Improved detection thanks to “Big Data” and advanced statistical analysis
Wherever the theatre of war is located, accurate knowledge of the war zone and good tactical analysis can be decisive well before engaging the enemy. This is just as true in cyber-warfare and economic warfare, where intrusion detection tools have undergone a “revolution” with the arrival of Big Data and advanced statistical analysis.
For just over 30 years, IDS or Intrusion Detection Systems have been used to detect unusual or suspicious activity on a given network or target, whether the intrusions have been successful or not. Currently, intrusion detection technologies combine two types of hardware. First of all, low-level data analysis sensors, using behavioural methods or attack signature recognition. Secondly, event correlation tools used to analyse the data sent by the low-level sensors (i.e. SIEM or Security Information and Event Management). However, none or these tools are fail-safe. Their limitations include: the fact that they generate a large number of alerts; weak correlation features, in particular with regard to “heterogeneous” alerts; incomplete and inaccurate diagnostics requiring frequent administrator interventions; false positives generating false alerts or false negatives, i.e. undetected attacks, such as the so-called Zeroday vulnerabilities. In other words, recent weaknesses that have not yet been described in scientific or technical publications and for which no known counter-measures exist. And new ones are appearing almost daily!
A requirement for Industrial Control Systems
In order to overcome these limitations, and more especially to improve the reliability of the diagnostics and data returned by current intrusion detection technologies, new approaches have been developed. The latter are based on the combined use of Big Data technologies and advanced statistical analysis. Their common aim is to search for and identify any new threats in the ever-increasing mass of data in circulation. These new techniques can both improve available detection techniques (using behavioural analysis) and develop new detection capacity to deal with new threats.

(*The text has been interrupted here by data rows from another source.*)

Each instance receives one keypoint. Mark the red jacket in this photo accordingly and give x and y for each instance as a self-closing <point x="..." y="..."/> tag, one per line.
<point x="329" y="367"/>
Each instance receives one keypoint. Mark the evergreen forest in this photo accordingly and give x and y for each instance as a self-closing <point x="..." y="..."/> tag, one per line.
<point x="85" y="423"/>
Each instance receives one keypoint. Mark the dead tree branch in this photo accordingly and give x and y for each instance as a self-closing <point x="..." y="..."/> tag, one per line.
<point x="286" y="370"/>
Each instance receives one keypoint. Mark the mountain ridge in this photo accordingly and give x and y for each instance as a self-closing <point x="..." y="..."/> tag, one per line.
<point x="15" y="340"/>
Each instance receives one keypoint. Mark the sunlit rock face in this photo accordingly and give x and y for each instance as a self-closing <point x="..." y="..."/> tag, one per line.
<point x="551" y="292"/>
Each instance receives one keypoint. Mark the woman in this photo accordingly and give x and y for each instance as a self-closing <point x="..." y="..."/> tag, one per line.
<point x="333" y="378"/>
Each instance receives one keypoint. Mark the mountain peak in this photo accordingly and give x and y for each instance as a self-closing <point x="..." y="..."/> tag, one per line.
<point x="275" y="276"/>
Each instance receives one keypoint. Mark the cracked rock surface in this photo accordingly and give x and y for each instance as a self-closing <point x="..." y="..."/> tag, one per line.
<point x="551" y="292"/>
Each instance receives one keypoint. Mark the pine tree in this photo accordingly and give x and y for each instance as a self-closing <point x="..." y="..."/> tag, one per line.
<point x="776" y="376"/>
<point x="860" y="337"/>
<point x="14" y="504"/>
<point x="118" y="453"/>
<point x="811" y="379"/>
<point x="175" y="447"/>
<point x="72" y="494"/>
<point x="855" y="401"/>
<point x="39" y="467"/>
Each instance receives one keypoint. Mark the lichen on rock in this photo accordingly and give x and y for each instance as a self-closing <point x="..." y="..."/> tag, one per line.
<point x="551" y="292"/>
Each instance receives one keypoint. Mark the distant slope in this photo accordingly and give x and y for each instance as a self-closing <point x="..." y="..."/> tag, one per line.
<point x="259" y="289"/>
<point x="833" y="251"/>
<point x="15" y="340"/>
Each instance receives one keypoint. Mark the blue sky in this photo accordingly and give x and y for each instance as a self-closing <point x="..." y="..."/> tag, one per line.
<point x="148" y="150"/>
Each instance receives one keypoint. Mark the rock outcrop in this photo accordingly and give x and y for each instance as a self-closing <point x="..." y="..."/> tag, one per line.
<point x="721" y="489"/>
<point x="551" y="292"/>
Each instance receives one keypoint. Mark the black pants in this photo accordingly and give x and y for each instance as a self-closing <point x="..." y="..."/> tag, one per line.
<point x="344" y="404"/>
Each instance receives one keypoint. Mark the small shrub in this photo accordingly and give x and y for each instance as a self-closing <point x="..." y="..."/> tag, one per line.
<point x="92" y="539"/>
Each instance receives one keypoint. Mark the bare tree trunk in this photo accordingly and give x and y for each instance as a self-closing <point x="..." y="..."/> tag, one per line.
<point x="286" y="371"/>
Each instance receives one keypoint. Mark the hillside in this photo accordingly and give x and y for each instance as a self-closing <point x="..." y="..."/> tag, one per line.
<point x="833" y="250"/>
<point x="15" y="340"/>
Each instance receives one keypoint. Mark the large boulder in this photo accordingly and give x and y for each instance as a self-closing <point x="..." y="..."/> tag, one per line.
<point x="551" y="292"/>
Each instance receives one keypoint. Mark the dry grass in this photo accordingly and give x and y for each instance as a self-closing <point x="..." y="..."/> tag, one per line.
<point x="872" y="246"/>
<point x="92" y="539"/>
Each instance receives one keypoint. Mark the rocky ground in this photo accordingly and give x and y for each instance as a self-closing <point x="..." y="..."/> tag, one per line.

The Cyber CNI Chair is experimenting with the deployment of these kinds of responses in Industrial Control Systems. These systems are becoming increasingly standardised and interconnected, therefore open to the Internet, which increases their vulnerability to cyberattacks, from viruses such as STuxnet, Flame or Duqu… to mention but a few. The research undertaken by the Cyber CNI Chair therefore focuses more specifically on ICS attacks, for instance in the shape of data injections designed to make the system deviate from its normal behaviour.